How to Reduce Unsubscribes… Without Sacrificing Sales
Many brands fear clicking that “send” button.
Annoying subscribers. Watching the unsubscribe numbers rise. Worrying about spam complaints.
The truth is…
You WILL lose some people with every send. EVERY brand loses subscribers. That doesn’t mean you’re doing anything wrong.
The key is to keep a consistent, low unsubscribe number by leveraging your list the right way.
This article breaks down how to do that. You’ll learn:
- Why some unsubscribes are a good thing (especially at the beginning)
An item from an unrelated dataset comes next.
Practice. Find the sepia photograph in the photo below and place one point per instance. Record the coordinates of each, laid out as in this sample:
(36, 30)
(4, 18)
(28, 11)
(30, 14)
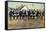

- The real reasons some people unsubscribe
- 6 strategies for keeping unsubscribes low while you mail regularly
Keep on reading…
| Table of Contents |
| Yes, Some Unsubs Are a Good Thing How To Keep Unsubscribes Low While Selling Keep Your Subscribers and Boost Your Sales What To Do Next |
Yes, Some Unsubs Are a Good Thing
Let’s get the scary part out of the way:
You WILL lose some subscribers the moment you increase your mailing frequency. The biggest drop will occur when going from “zero to one”.
However, you weren’t mailing anyone in the first place. Those subscribers were quite literally “dead weight” on your list. Many email software platforms charge you by subscriber count, so you were wasting money on them.
For example, Klaviyo charges based on subscriber count ranges, so this might drop you down into a cheaper tier!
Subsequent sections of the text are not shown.